The element water is becoming increasingly precious and rare. In step with this, the bath, as well as bathing and washing itself, is developing completely new manifestations. Dealing with the liquid element is clearly becoming more conscious and the actions taken are increasingly taking on the character of rituals. Whereas in the past, water was poured over the head and body with the aid of a bucket, and water heated on the stove was filled into large-format tubs in order to immerse the body in it, the number of manifestations of seemingly predefined actions in the bathroom seems to be growing more than ever from day to day. Large-format ceiling panels allow tropical downpours to invade a space that beguiles the senses. Water whether warm, hot or cold is enriched with air, colored with artificial light and spins around its own axis before pouring over the bather’s body. The handling of the precious water experiences not least an extended measure of sensuality, the space characters necessary for this seem caught between magic and ritual. The times when the bathroom had to eke out an existence on a minimal surface as a purely functional wet room are, at least temporarily, a thing of the past. The bathroom is returning to the field of vision of the living environment, it is emerging from its shadowy existence and is gradually conquering the actual living area, regardless of whether it is one’s own apartment, the house or the temporary home in the sense of a hotel environment. The new requirements, the longer stay and not least the “new” atmosphere demand new design approaches, which are the task of the design exercise. The focus is on realizable visions that reposition the element of water in the living environment. Questions about the development or dissolution of boundaries to other areas of daily life are to be clarified as well as questions of materiality, form and design.


The task is to develop a concept for the problem at hand. Subsequently, the implementation of the design on a scale of 1:50 (plan representation, model construction) is to be provided. In addition, characteristic areas are to be depicted on a scale of 1:20.

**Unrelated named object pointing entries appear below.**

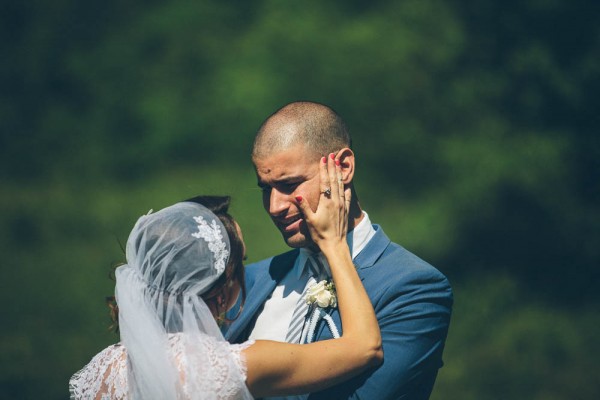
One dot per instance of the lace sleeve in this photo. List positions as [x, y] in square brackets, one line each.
[103, 378]
[211, 368]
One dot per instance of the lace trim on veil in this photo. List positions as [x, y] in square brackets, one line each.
[106, 373]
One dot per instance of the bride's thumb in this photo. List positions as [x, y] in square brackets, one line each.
[304, 207]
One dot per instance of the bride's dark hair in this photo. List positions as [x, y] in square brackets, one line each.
[234, 270]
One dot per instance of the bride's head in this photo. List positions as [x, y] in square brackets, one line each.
[190, 250]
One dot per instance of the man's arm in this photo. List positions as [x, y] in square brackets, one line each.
[414, 315]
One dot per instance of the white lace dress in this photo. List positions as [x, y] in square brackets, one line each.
[106, 375]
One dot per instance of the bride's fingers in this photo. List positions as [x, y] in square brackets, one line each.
[304, 208]
[324, 178]
[332, 177]
[339, 180]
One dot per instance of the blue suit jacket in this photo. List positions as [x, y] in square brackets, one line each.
[412, 301]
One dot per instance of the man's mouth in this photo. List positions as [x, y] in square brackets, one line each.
[289, 223]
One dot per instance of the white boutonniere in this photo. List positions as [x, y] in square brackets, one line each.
[323, 294]
[319, 297]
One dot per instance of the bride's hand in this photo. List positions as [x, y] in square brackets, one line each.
[328, 225]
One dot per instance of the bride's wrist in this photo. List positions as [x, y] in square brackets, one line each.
[330, 248]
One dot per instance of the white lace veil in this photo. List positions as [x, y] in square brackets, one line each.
[173, 256]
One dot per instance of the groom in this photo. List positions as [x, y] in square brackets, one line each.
[412, 299]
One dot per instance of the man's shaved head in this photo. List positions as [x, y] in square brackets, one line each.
[314, 125]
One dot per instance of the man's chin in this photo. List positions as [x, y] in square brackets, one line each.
[296, 241]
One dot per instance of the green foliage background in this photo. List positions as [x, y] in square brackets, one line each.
[475, 129]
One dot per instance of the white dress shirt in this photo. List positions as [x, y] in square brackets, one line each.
[273, 321]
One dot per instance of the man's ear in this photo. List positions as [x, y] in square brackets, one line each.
[346, 157]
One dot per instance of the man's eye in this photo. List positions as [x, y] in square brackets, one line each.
[287, 187]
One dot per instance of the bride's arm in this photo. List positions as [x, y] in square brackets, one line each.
[276, 368]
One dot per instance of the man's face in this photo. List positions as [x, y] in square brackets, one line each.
[282, 176]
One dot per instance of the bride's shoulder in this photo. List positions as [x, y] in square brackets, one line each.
[105, 373]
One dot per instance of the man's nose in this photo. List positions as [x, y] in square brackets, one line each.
[278, 203]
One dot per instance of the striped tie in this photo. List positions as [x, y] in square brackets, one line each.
[297, 323]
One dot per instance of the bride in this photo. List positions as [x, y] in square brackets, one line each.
[184, 270]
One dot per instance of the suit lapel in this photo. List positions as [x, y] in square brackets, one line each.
[264, 284]
[365, 259]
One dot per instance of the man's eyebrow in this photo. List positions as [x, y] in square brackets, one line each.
[285, 180]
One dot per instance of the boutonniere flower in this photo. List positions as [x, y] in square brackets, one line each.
[323, 294]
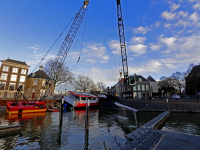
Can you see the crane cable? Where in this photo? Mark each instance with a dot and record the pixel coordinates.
(52, 46)
(75, 65)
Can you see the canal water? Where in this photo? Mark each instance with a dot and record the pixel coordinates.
(42, 130)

If one considers the designs that have been created, one cannot help but realize that the visions surrounding bathing and washing in one’s own four walls or even outside the home have by no means been exhausted. A multitude of new paths, hitherto hardly trodden, are opened up here along the theme of water. The only unifying element appears to be the new experience of the liquid element. The processes surrounding the purification of the human body have already undergone manifold changes over the decades. Nevertheless, an end of this development history does not seem to have been reached at all, especially if one considers the partly cramped spatial conditions in many places and the tendency to handle water more sensitively. In addition, the actions in the bathroom are becoming increasingly ritualized and, at the same time, the demands on the individual stations of the “cleaning program” are becoming noticeably more demanding. Consequently, the equipment and mobile as well as immobile units have to perform more than just a few years ago. Sanitary equipment sometimes requires layering, stacking and twisting. This results in new types of variable bathroom situations, which may also offer necessary free space within a limited spatial offer. The bath thus inevitably becomes a play device and consequently opens the door to a thoroughly fun-oriented approach to the entire subject matter. One in which all the senses are specifically involved in the bathing experience. For the designer, it thus becomes a task to consider the space provided for this purpose scenographically and to strategically consider action processes within the bath, as well as to outline potential events in advance, at least in rudimentary form. The present designs allow a few insights into this ritualized as well as space-economical bathing world. In doing so, they pursue a deliberate variety of different paths and each push open a new door to a far more comprehensive subject matter that will need to be explored in greater depth in the years to come.